Two others — Kevin Hannaway, aged in his 70s, of Colinmill, Belfast and Eva Shannon, aged in her 60s, of Oakman Street, Belfast — were jailed for three years and nine months and four years imprisonment respectively for assisting the interviewing of persons involved in IRA-organised criminal activities at Riverwood Park, Castleknock, Dublin, on August 7th and 8th, 2015.
After the Court of Appeal upheld the convictions of the five, they secured further appeals to the Supreme Court.
Giving the court’s main judgment on Tuesday dismissing the appeals, Ms Justice Iseult O’Malley said both the SCC and the COA took the view that evidence lawfully obtained as a result of surveillance had been stored, accessed and handled in a manner that breached section 10 of the 2009 Act because no Ministerial authorisation had been given for such storage, access or handling.
However, both courts went on to conclude the evidence was not rendered inadmissible because, in their view, the rule excluding illegally or unconstitutionally obtained evidence had no application to illegalities that occurred after the evidence had been gathered.
In the appeals, it was argued on behalf of the five the distinction drawn between “gathering” and “handling” of evidence was not valid, given the nature of the recording and processing carried out in the case of the voice recordings.
Ms Justice O’Malley ruled there was no breach of section 10. She also held, in any event, section 10 has no relevance to the processes of investigation and trial of offences.

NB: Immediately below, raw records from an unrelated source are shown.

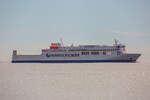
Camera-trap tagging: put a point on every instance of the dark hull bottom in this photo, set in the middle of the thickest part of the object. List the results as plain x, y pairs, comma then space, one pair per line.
71, 61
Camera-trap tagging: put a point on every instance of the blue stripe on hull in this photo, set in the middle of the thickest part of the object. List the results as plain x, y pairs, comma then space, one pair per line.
70, 61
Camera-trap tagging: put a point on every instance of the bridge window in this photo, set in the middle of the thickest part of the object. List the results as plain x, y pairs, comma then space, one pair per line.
104, 53
95, 53
85, 53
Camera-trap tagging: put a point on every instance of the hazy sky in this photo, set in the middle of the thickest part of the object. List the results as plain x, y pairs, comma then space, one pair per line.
29, 25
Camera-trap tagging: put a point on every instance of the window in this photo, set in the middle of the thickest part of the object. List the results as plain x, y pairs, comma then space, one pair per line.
85, 53
95, 53
104, 52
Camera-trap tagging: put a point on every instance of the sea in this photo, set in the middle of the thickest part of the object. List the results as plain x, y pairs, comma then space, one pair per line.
74, 81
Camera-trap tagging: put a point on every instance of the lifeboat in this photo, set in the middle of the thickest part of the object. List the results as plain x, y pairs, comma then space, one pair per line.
55, 45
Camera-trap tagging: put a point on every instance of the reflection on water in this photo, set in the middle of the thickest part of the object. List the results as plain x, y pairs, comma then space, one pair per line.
86, 81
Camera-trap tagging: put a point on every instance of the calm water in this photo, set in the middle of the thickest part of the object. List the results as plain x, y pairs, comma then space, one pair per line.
79, 81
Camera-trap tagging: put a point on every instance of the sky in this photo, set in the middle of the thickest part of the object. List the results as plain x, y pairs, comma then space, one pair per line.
30, 25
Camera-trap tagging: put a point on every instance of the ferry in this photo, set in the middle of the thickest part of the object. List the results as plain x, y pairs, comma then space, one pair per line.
57, 53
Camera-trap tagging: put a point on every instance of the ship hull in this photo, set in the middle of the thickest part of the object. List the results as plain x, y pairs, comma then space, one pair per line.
41, 59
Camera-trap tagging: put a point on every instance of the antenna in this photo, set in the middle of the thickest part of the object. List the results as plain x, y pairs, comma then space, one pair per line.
61, 40
116, 41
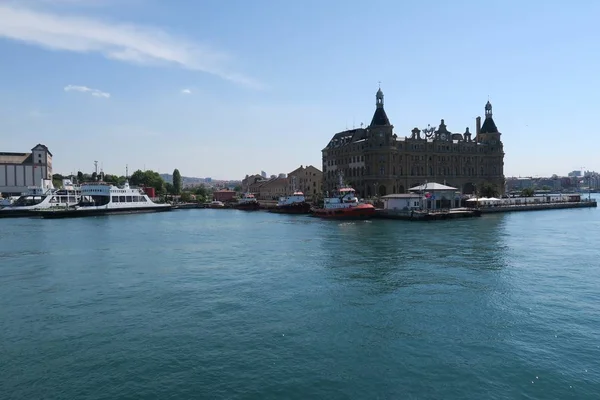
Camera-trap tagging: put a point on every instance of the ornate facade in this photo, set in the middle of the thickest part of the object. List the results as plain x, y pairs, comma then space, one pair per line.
375, 161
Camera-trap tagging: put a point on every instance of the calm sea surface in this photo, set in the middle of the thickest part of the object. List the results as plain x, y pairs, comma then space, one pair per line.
222, 304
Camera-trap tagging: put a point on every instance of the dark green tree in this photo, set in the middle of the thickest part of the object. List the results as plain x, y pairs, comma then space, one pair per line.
488, 190
186, 197
177, 183
169, 188
148, 178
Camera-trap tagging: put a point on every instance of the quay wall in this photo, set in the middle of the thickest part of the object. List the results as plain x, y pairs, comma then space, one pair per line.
538, 206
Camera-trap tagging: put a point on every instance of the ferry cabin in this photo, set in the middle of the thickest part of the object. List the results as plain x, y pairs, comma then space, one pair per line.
102, 194
343, 198
403, 202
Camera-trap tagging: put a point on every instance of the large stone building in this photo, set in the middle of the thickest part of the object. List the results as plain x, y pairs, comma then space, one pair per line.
375, 161
307, 179
21, 170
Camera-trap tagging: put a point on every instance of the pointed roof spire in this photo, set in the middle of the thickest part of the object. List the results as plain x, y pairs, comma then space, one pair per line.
380, 117
489, 126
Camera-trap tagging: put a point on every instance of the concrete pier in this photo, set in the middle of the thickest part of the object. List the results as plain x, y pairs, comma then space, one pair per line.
426, 215
539, 206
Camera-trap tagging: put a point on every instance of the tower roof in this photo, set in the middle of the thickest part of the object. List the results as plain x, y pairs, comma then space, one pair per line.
380, 117
488, 125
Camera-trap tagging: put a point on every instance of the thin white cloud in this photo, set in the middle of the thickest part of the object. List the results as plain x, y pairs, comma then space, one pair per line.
85, 89
123, 42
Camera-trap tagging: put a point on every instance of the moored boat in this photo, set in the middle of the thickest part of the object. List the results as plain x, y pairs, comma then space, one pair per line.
344, 204
215, 204
294, 204
247, 203
43, 197
100, 198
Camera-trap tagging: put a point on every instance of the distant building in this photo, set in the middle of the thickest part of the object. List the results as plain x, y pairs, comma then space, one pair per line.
376, 161
273, 189
21, 170
224, 195
308, 180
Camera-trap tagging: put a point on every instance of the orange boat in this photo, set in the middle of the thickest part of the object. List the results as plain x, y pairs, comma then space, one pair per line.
344, 205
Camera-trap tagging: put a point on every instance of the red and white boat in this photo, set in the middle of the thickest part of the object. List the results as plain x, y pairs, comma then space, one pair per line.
247, 203
344, 205
294, 204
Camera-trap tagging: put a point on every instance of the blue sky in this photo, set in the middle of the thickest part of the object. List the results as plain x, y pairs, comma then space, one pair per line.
227, 88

The judge also expressed the view there may be cases where a trial court may conclude the manner in which lawfully gathered evidence was handled by State agents breached the rights of an accused in such a way the State could not benefit from that evidence.
In concurring observations, Mr Justice Peter Charleton said the information concerning the IRA's "trial or inquiry" was not unlawfully obtained and the legal authorities do not provide for any distinction as to "obtaining" and "processing" evidence.
Should there be an illegality, there is a balance to be struck and, when carrying out that analysis, the courts may take the position of victims into account, he said.
Kevin Hannaway was one of the “hooded men” subjected by the British army during the 1970s to what the European Court of Human Rights found was “inhumane and degrading” treatment. He was interned and taken to a secret base in Derry in 1971 where he had a hood placed over his head while being subjected to white noise and sleep deprivation.